We remark that this means any finite subgroup of $\op{GL}(V)$—those that are the images of some representation—are made of unitary transformations, up to a change of basis.
Now that we know our representation gives unitary transformations, it's not terribly difficult to give our decomposition; equip $V$ with a fixed form $\langle\bullet,\bullet\rangle$ to make $\rho$ unitary. Decomposition is done inductively: the claim is that if $\rho$ has a $G$-invariant subspace named $W,$ then $\rho$ is the direct sum of its restriction to $W$ and its restriction to the orthogonal complement $W^\perp$ of $W.$ In this way, we can continually subdivide $\rho$ into direct sums until no parts have a $G$-invariant subspace.
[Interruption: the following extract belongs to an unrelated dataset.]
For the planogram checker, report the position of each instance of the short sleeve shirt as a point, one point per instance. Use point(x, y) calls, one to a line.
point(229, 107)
Quickly, we recall that\[W^\perp=\{v\in V:\langle v,w\rangle=0\text{ for all }w\in W\}.\]It is true that $V=W\oplus W^\perp.$ For example, if we build an orthonormal basis $\{w_1,\ldots,w_m\}$ for $W$ (say, using Gram–Schmidt), then we can look at\[v-\sum_{k=1}^m\langle v,w_k\rangle w_k\in W^\perp.\]Indeed, for any basis vector $w_\ell,$ most of the dot products $\langle w_k,w_\ell\rangle$ are $0,$ unless $w_\ell=w_k,$ in which case $\langle v,w_\ell\rangle$ will properly cancel with it. A basis is probably unnecessary for this result, but whatever.
We note also that the restriction of $\rho$ to $W^\perp$ makes sense. Indeed, for $v\in W^\perp$ and any $w\in W,$ we have that\[\langle\rho_\bullet v,w\rangle=\langle v,\rho_\bullet^{-1}w\rangle=0\]because $\rho_\bullet^{-1}w\in W.$ Thus, $W^\perp$ is also $G$-invariant, so we may restrict $\rho$ to $W^\perp.$
Thus, because $V=W\oplus W^\perp,$ and $\rho$ restricts properly to each subspace, we may say that $\rho$ is the direct sum of its restrictions, say $\rho^\parallel$ to $W$ and $\rho^\perp$ to $W^\perp.$ To show how this works, we note that for any $v\in V,$ we can write $v=w^\parallel+w^\perp$ for $w^\parallel\in W$ and $w^\perp\in W^\perp,$ so\[\rho_\bullet v=\rho_\bullet w^\parallel+\rho_\bullet w^\perp=\rho^\parallel_\bullet w^\parallel+\rho^\perp_\bullet w^\perp,\]which is what we wanted. This completes the proof of Maschke’s Theorem.